Sogni-Passioni – Egli ricorda il malessere dell’anima, l’onda di passioni, la malinconia e la gioia senza perché, provate prima d’incontrare la donna che ama; ricorda l’amore vulcanico ch’ella gli ispirò al primo sguardo, l’angoscia delirante, la gelosia furiosa, i ritorni di tenerezza, i conforti…
Un ballo – Egli ritrova l’amata in una festa da ballo, tra il gaio tumulto delle coppie danzanti…
Scena nei campi – Una sera d’estate, vagando tra i campi, egli ascolta due pastori che cantano una nenia alpina. Questo dialogo pastorale, unito al lieve mormorio degli alberi scossi dal vento, contribuisce a rendere al suo cuore una strana calma e a rivestire le sue idee d’un colore più sereno. L’idea fissa riappare, il suo cuore si stringe, presentimenti dolorosi lo turbano… Uno dei pastori riprende la serena melodia, ma l’altro non risponde più. È il tramonto. Un lontano brontolio di tuono. Solitudine. Silenzio…
Marcia al supplizio – Egli sogna d’aver ucciso la donna amata, d’essere stato condannato a morte e si vede condotto al patibolo. Il corteo avanza al suono d’una marcia ora cupa e feroce, ora brillante e solenne: un sordo rumore di passi succede senza transizione agli scoppi più fragorosi. Alla fine riappare l’idea fissa, come un ultimo rapido pensiero d’amore, interrotto dal colpo fatale.

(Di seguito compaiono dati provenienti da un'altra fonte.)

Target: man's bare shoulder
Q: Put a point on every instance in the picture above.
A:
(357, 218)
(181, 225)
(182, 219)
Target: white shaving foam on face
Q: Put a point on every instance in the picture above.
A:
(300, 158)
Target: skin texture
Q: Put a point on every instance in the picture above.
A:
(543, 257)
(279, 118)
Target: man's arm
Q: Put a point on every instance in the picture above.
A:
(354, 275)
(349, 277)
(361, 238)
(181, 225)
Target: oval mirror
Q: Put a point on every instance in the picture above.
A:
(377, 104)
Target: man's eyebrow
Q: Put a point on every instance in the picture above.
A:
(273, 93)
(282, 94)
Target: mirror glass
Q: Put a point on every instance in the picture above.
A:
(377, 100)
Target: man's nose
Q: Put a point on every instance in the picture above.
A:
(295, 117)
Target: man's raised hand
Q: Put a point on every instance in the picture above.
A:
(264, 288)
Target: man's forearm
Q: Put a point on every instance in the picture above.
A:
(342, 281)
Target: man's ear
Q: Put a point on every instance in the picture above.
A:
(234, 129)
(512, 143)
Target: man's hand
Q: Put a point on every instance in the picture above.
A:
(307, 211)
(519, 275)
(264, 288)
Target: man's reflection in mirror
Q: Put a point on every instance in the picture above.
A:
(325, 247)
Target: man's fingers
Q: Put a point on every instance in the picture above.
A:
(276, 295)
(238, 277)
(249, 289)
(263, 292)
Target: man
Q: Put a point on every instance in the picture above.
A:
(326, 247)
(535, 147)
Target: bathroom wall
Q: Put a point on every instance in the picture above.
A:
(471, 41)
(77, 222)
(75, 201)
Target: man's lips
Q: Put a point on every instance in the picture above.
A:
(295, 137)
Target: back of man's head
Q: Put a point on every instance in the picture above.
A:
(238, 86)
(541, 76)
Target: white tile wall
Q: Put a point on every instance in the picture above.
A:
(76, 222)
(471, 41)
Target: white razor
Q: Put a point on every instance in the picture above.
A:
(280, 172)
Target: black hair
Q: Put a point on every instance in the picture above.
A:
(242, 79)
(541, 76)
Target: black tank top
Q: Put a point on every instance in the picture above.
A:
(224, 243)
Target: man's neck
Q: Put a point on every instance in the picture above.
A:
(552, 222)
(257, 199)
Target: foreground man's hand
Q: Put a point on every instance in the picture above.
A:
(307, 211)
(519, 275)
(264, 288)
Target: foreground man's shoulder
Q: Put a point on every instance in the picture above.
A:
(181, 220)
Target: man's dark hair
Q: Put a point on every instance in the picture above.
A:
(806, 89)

Sogno d’una notte di Sabba – Egli immagina d’essere al Sabba, tra un gruppo di streghe, stregoni e mostri orribili d’ogni genere, qui riuniti per i suoi funerali. Strani rumori, lamenti, risate, grida lontane, cui altre sembrano fare eco. La melodia dell’amata riappare, ma ha perduto ogni carattere di nobiltà e di pudore: non è più se non un’ignobile e triviale motivo di danza… È lei che viene al Sabba e si unisce all’orgia diabolica… Campane funebri, parodia burlesca del Dìes irae, ridda infernale..»

Danze da “La Damnation de Faust”

Nell’epoca romantica il carattere della danza viene riscoperto e reinterpretato: dalla danza originale ha dunque origine il pezzo da concerto, la scena di ballo; sia nell’opera che nell’oratorio la danza si intreccia alla vicenda, assumendo una funzione drammaturgica. Anche Berlioz ha fatto uso delle danze in tale funzione. Nella “Danza dei silfi”, l’ondeggiante valzer degli spiriti dell’aria nella leggenda drammatica La Damnation de Faust (1846), la desiderabile immagine di Margherita appare a Faust durante il sonno in cui l’ha sprofondata Mefistofele.
Molto più vasto e più significativo sotto il profilo drammaturgico e formale – si tratta di un minuetto – è la “Danza dei folletti”, gli spiriti del fuoco che Mefistofele evoca perché Margherita “cada nel peccato”.